A striking feature of the passage of the Civil Justice Reform Act of 1990 was the consensus that some kind of reform of civil litigation was needed. This belief rested not, as one might think, on reliable empirical research, but rather on the myth that Americans over-litigate, especially by abusing discovery. This article documents the belief in American litigiousness which has become a staple of the popular media and traces the myth's incorporation, through questionable social science, in the key documents of the civil justice reform movement.
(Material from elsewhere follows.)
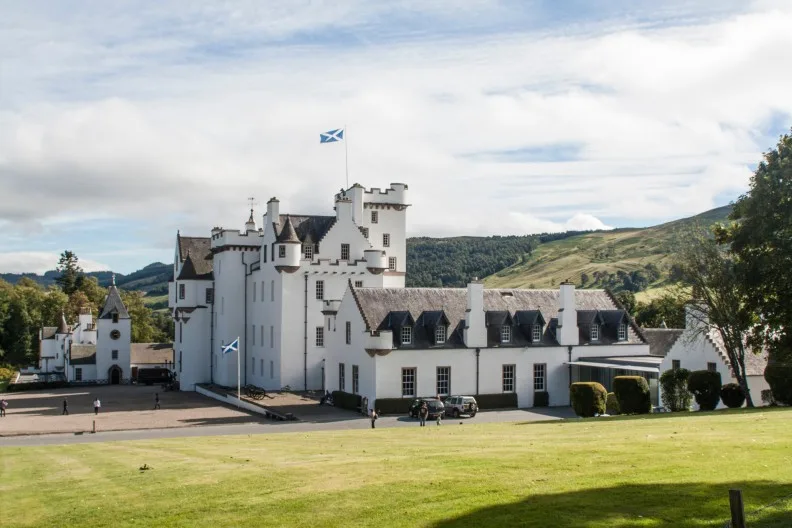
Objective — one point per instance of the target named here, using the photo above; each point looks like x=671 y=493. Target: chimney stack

Turning to two methodologically rigorous studies of the discovery process, this research both illustrates the real difficulties in documenting discovery abuse and suggests such abuse is rare. Rather than attacking a problem, reform of civil discovery has created unnecessary balkanization and confusion in the civil justice system. The purpose of this article is to document the making and dispersion of a set of beliefs that pervades American culture: the myth of American litigiousness and pervasive discovery abuse. The article chronicles how widespread acceptance of this myth has fueled recent demands for civil justice reform, leading to unfounded and bad rulemaking. If there is a keystone in the arch of civil litigation, it is the pretrial discovery process. The media's constant repetition of the theme of American litigiousness has made discovery a prime target for reformers.
As the message of discovery abuse saturated public consciousness, it was reinforced by multiple legislative responses ― of which the Civil Justice Reform Act is but one ― to the perceived problems. The Civil Justice Reform Act is not alone either in embracing the discovery myth or in requiring discovery reform, but merely joins the larger civil justice reform movement taking place in all three branches of federal government and in state governments as well. The CJRA is, however, the most far-reaching of the reform efforts, as a result of its rulemaking consequences at the local federal district court level.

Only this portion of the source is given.